Sin is not a character failing.  It is an affliction.  This is such a freeing realization for me, because I like to play nice, likable, sympathetic characters.  Now I don't have to create some character flaw that led them into sin, I just have to create a situation where sin is either inevitable or a result of kindness and human decency.  Which, yeah, the book has been telling me this whole time.  But I had to wrap my own mind around it, on my terms.
Title: The Sin of Goodness
Post by: Joshua A.C. Newman on June 21, 2005, 05:05:38 AM
My rule for coming up with situations in my current game is "Are these characters really pathetic and desperate enough?" There's one guy who I made kind of flat and villainous. The Dogs fucked him up good, but he escaped, so there's gonna be a Town that's all his own complex, and about how his greed has led him to be spiritually indebted to wives, children, staff, and the other people he takes for granted, and how if they ruin him, they'll ruin the kith and kin, too.

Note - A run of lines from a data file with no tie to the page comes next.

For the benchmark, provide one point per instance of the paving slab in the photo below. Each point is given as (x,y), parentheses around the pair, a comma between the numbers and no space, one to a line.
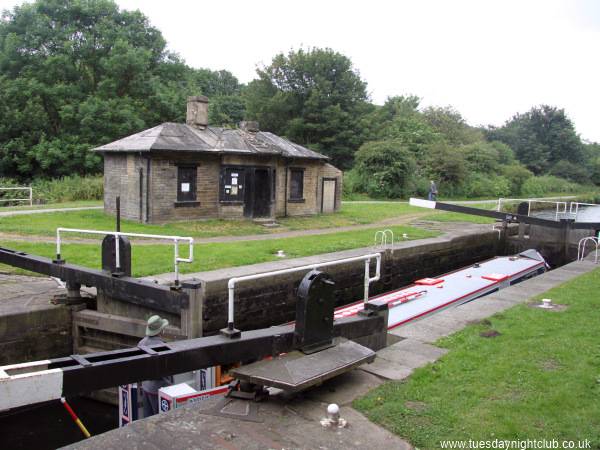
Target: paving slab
(425,331)
(344,388)
(285,424)
(411,353)
(388,370)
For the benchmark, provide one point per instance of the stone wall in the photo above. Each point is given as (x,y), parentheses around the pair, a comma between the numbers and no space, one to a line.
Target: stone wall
(122,178)
(122,174)
(270,301)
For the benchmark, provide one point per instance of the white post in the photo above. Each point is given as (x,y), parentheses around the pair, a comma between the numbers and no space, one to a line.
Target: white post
(366,285)
(176,262)
(117,255)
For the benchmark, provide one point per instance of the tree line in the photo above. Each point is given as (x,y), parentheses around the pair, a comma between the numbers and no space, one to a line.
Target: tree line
(76,74)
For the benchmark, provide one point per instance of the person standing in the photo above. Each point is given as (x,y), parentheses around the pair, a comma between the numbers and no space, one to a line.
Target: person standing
(432,191)
(154,328)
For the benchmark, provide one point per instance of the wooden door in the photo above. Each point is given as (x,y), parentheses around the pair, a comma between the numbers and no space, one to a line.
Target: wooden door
(328,204)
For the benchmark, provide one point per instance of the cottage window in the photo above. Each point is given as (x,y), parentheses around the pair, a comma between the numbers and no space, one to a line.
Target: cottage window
(232,184)
(297,184)
(186,183)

Tough decisions are only fun if they're actually tough.
Title: The Sin of Goodness
Post by: TonyLB on June 21, 2005, 09:10:46 AM
Yeah, but you can do it the other way around as well.  You can make people strong, and good, and decent, and have their situation be impossible.  Desperate without pathetic, y'know?

The one I've been thinking about:
Title: The Sin of Goodness
Post by: Joshua A.C. Newman on June 21, 2005, 01:16:25 PM
Boy, that's a good one. I just might nick some o' that.
Title: The Sin of Goodness
Post by: Darren Hill on June 21, 2005, 06:56:19 PM
Quote from: TonyLBYeah, but you can do it the other way around as well.  You can make people strong, and good, and decent, and have their situation be impossible.  Desperate without pathetic, y'know?

That's the way I prefer it too. I've nicked the setup you describe. :)
One thing that some of my players are finding it hard to grasp - that Dogs IS a Western. They are put off by the religious aspect, and overlook the fact that the situations that they deal with - like the one you describe - are exactly the sorts of things that fuel many a Western plot.
As well, how many westerns have this plot: a violent stranger turns up in town, gets (usually relucantly) thrust into that town's problems, and then sorts it out ? (Usually by killing anyone who gets in his way, of course.)
Title: The Sin of Goodness
Post by: PercyKittenz on June 27, 2005, 10:51:28 PM
Wow, that's awesome. You've really captured the dilema that I'm trying to demonstrate in my plot, which is that everyone does what they feel is "good" and that in and of itself is a conflict. The plot that you outlined is both epically exciting and something that I think any player can see as being a very real thing. How would you introduce the Dogs to that situation, though? What are the outcomes that they could produce?
Title: The Sin of Goodness
Post by: TonyLB on June 27, 2005, 11:17:25 PM
Dogs walk into town, and the whole town is buzzing about having an actual gunfight for tomorrow noon.  Then I answer questions, get them up to speed on what's been happening (and what everyone thinks of it) as quickly as possible, and step back.

As for what outcomes they can produce... why, just about anything.  I think they'd be hard pressed to end up with everyone fully happy, though.  But hey, "happy" isn't in their job description unless they decide it is.